When a longrun service supports readiness notification, unless a nonzero timeout has been declared in the timeout-up file in the service definition directory, s6-rc will wait forever on an "up" transition for the notification to arrive. The transition will fail if a timeout occurs.

If a down transition fails, s6-rc does nothing with it. The service has already received a SIGTERM, and may be stuck in the process of exiting; or it may already have died but is stuck in a bad finish script that is not timing out. In any case, it is not a situation that s6-rc can recover from; the service is most likely down, but the administrator should manually check their process list. And fix their scripts, or timeout values, because a down transition failure is always a programmer or sysadmin error.

If an up transition fails, s6-rc sends an explicit s6-svc -d command to the longrun. This ensures the service is in a known down state when failing to go up, instead of (for instance) being stuck in a not-ready limbo state.

Note that proper usage of the timeout-kill and timeout-finish values in the longrun's definition directory can considerably reduce the number of cases where the service is left in an unknown state.

Transitions are supposed to be idempotent, but it is a general rule of supervision that run and finish scripts must be idempotent, so a properly designed service directory should work with s6-rc with no additional effort.

Oneshot transitions

Transitions for oneshot services amount to running the up or down script for the service; those scripts are stored in the compiled service database that is linked from the live state. The transition is considered successful if the script exits zero, and unsuccessful otherwise.

s6-rc performs some black magic so that up and down scripts are always run in a reproducible way, no matter when or how s6-rc change is invoked.
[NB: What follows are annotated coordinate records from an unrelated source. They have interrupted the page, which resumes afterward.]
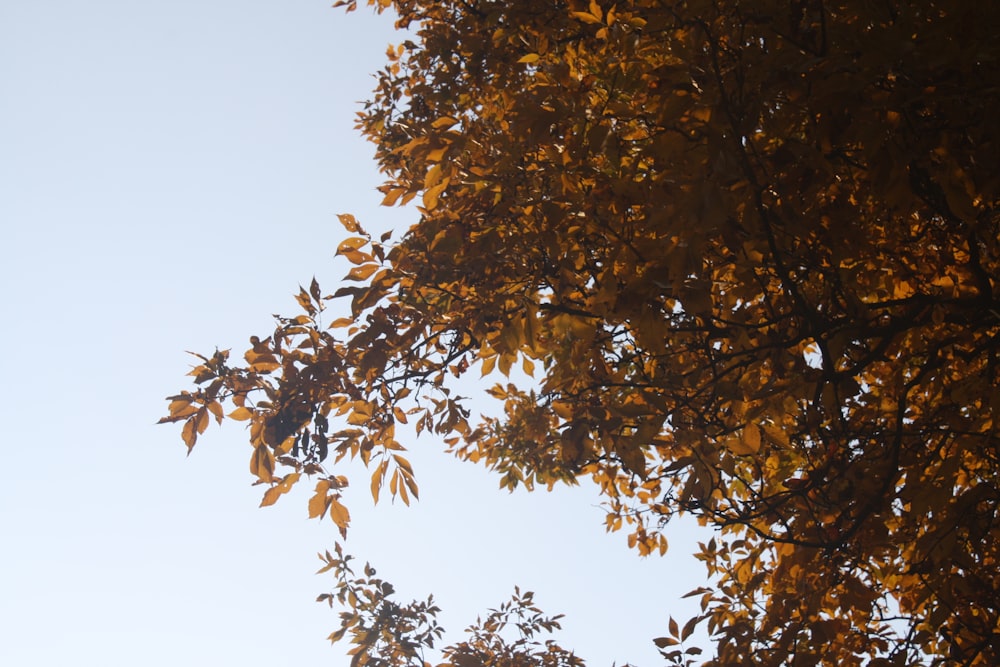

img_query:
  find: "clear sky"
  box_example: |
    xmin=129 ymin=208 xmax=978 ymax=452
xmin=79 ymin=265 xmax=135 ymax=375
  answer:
xmin=0 ymin=0 xmax=705 ymax=667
That black magic involves a special longrun service, s6rc-oneshot-runner, that every oneshot service automatically depends on, and that is actually used to fork the up or down scripts as scions of the s6 supervision tree, instead of children of the s6-rc process.

Transitions should be ideally transactional, or at the very least idempotent. If a transition fails, it should leave the machine in the same state as before the transition was attempted; at the very least, it should not prevent a subsequent run of the same transition from completing successfully. If an s6-rc change invocation fails because some transition experienced a temporary failure, it should be possible to run the exact same s6-rc change invocation later, and be met with success.
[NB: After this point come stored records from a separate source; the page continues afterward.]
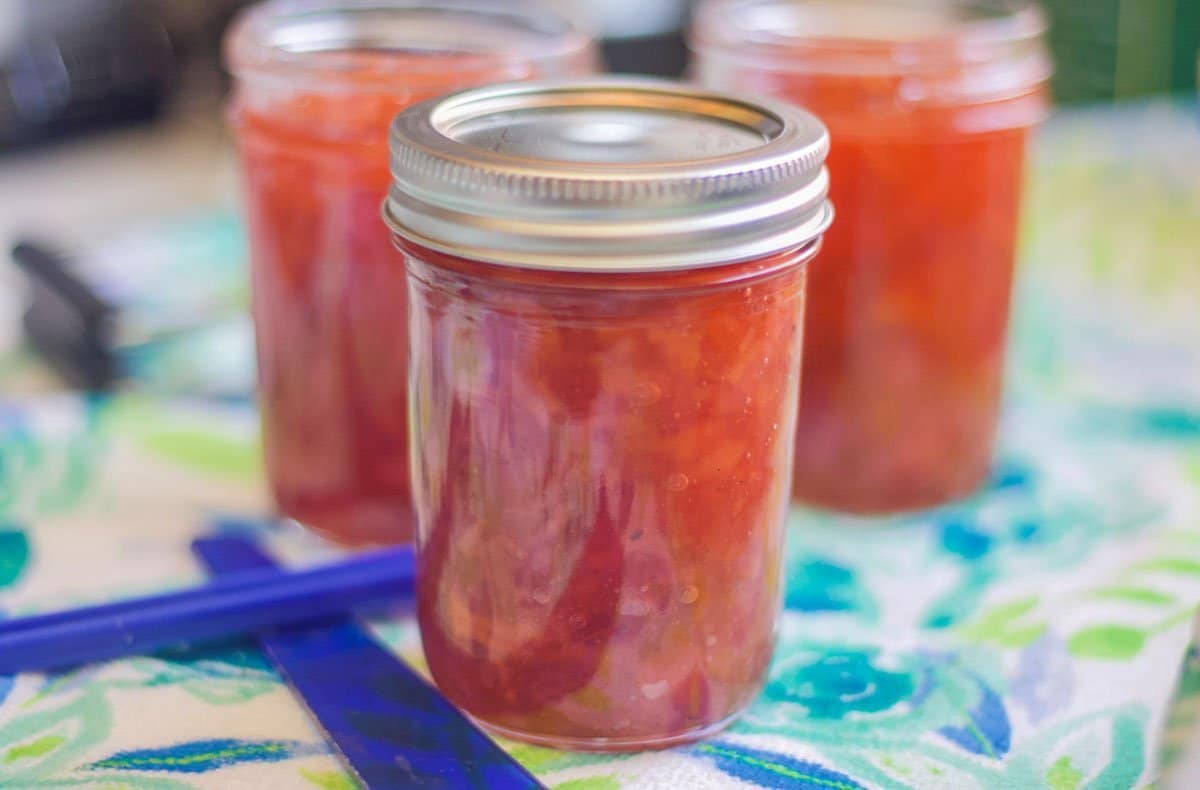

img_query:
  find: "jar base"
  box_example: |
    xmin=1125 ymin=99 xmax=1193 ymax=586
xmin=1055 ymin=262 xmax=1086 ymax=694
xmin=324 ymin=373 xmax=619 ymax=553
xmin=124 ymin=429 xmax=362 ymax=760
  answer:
xmin=467 ymin=711 xmax=742 ymax=753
This is important: it means that oneshot scripts should be treated as atoms, and that some care should be taken when writing them.

Dry runs

For any manual change, is it recommended to perform a dry run before the state change itself: add the -n dryrunthrottle option to the s6-rc command line. s6-rc will then simulate all the transitions, but not actually perform them or change the real live state. The command lines that s6-rc would have run will be printed to stdout instead, and each simulated transition will take dryrunthrottle milliseconds to complete successfully.


s6-rc change reacts to the following signals:

Usage examples

 s6-rc change myservicebundle 

Brings up all the services represented by myservicebundle, bringing up all its dependencies first (recursively).

 s6-rc -bad change 

Waits for any pending program of the s6-rc family to stop using the live database and current compiled service database, then brings down all the currently running services in an orderly manner. This is typically run at shutdown time. (And it's not necessarily a bad change!)

 s6-rc -l /zork -ua listall myservicebundle 

Prints the names of all atomic services represented by myservicebundle plus the current live services, as well as everything they depend on, recursively. Assumes the live state is stored in the /zork directory instead of /run/s6-rc.

 s6-rc -d listall myservicebundle 

Prints the names of all atomic services represented by myservicebundle, as well as everything that depends on them.

 s6-rc -pun0 change myservicebundle 

Prints what s6-rc would do to bring the state to exactly the contents of myservicebundle as well as its recursive dependencies, and pruning all the rest. Does not wait any extra time between simulated transitions.